I gaped. How could a creature sixty-five hundred years old know my mother tongue? The Bamar language hadn’t existed when Mr. Puffy went into stasis — in those days, my ancestors spoke some Indo-European dialect far removed from anything my modern ear would recognize. Besides, even if the Fuentes had visited Earth in the ancient past, and even if Mr. Puffy had learned the language of a minuscule tribe in the Irrawaddy river valley, how would he know to address me in that tongue? Telepathy? Could he pluck my background from my mind? Could he even learn my first language by drawing it from the whorls of my brain?
Then I remembered the red dots in Mr. Puffy’s bite wounds and the fluids that had poured from my sinuses.
Spores. Balrog spores.
I almost threw up again. The whole thing, with the hand in my mouth and my involuntary chomping down, had been a data transfer. Mr. Puffy had taken one look at me and had seen the Balrog inside. He’d shoved his hand between my teeth and I’d helplessly injected him with spores — as if I were some rabid animal frothing crimson at the mouth. Moss had skittered into the Fuentes’ wounds, then headed for his alien brain.
Now Mr. Puffy had a link to any data the Balrog chose to share. That included the Bamar language, which the Balrog had taken from my own memories. Demon! I thought. Demon, demon, demon.
I straightened up. Wiped vomit off my face with my bare hand, then cleaned my fingers by rubbing them on a nearby tabletop. Checked my clothes, and thanked whatever reflex had helped me throw up without getting puke on my borrowed Unity uniform. Taking a deep breath, I told Mr. Puffy, "Use English. Explain what’s going on."
In a soft voice, speaking English with an accent identical to my own, he said, "What do you want to know?"
This time, it was Tut and Festina who reacted in shock. I enjoyed the looks on their faces.
Festina recovered first. "Who are you?" she asked.
"Ohpa," the alien said. Its mandibles twitched. "Does that irrelevant fact enlighten you?"
Festina gave a humorless chuckle. "Fair enough. I’ll ask something more meaningful. How can you speak English?"
Ohpa waved his hand. "Also irrelevant." He didn’t look in my direction. I wondered if he was keeping the Balrog’s data transfer a secret for my sake, or if there was some other reason not to speak of it.
"All right," Festina said. "Relevant questions. What is this place and what were you doing here?"
"This place is a playroom of reductionism and control. What you would call a laboratory." Ohpa shook himself and hopped toward a cadaver on a nearby table. Under his breath he muttered something in a language I didn’t know, then extended his hand in a gesture of blessing. He turned back and told Festina, "I’m here because I succumbed to hope and ambition. I volunteered to be a test subject." He spread his arms to display his hairless body; his tail gave a spasmodic jerk. "As you can see, the experiment was unsuccessful."

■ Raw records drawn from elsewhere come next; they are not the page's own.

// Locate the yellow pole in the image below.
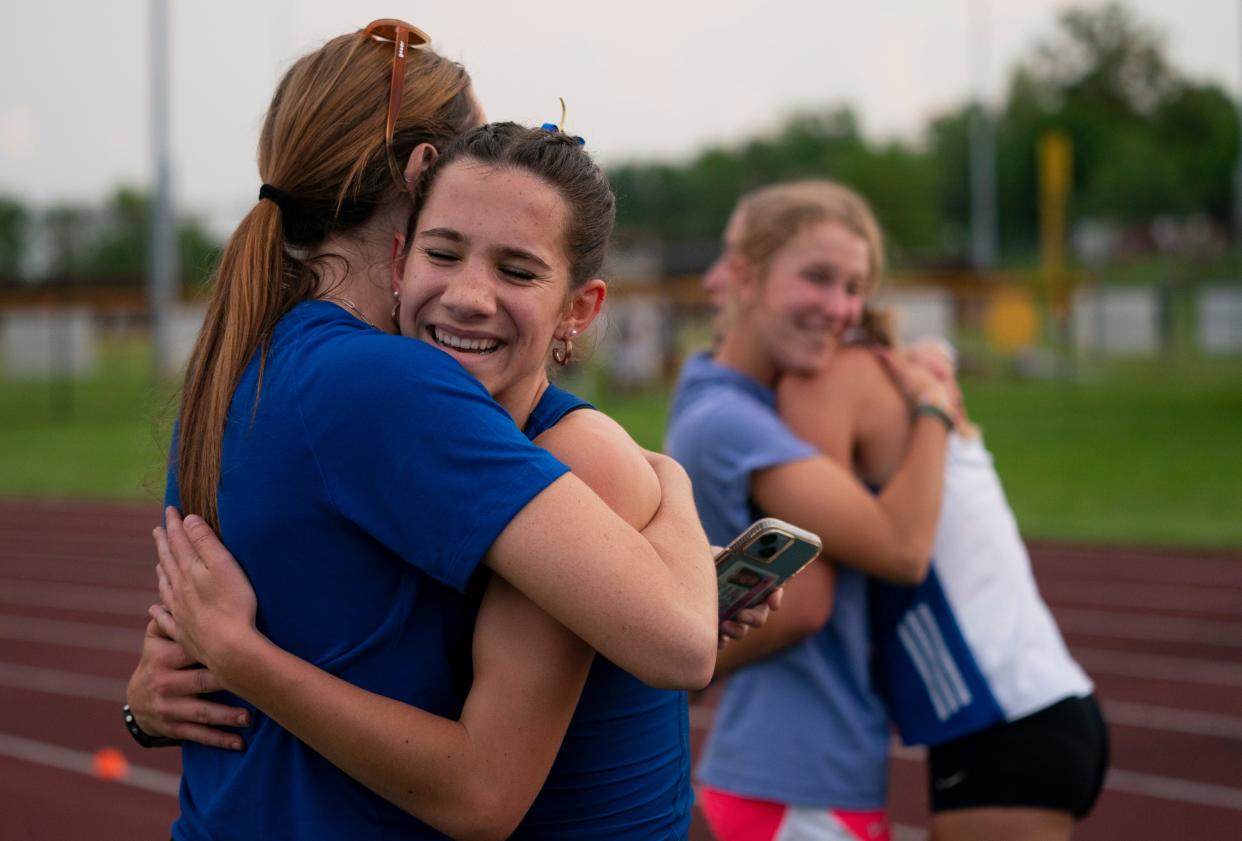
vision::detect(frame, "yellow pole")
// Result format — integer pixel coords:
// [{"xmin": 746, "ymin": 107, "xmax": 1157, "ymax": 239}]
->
[{"xmin": 1038, "ymin": 132, "xmax": 1073, "ymax": 320}]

"What was the experiment supposed to do?"
"Make me Tathagata."
I gasped. Festina looked my way, then asked the Fuentes, "What’s Tathagata?"
Ohpa waved as if I should answer — a movement so human, he must have learned my body language from the Balrog as well as spoken words. I told Festina, "Tathagata means ‘the one who has come at this time.’ It was an honorific for Prince Gotama, the Buddha… to distinguish him from other Buddhas who’d lived in earlier times or might come in the future."
Festina turned back to Ohpa in surprise. "The experiment was supposed to make you a Buddha?"
"Tathagata."
"A living Buddha," I said. "One who’s enlightened right now… as opposed to someone who might become a Buddha in a million more lives. Theoretically, we’re all Buddhas — we all have the potential and will get there eventually — but a Tathagata has Awakened in the current lifetime."
Festina made a face. "I’m not thrilled when an alien claims to be a figure from Earth religion. It’s way too convenient."
"Ease up, Auntie," Tut said. "Ohpa likely peeked into our heads with X-ray vision, and Youn Suu’s brain happened to have an approximation for what he really is." Tut turned to the alien. "You aren’t really Tatha-whosit, right? That’s just the closest equivalent you could find in our minds."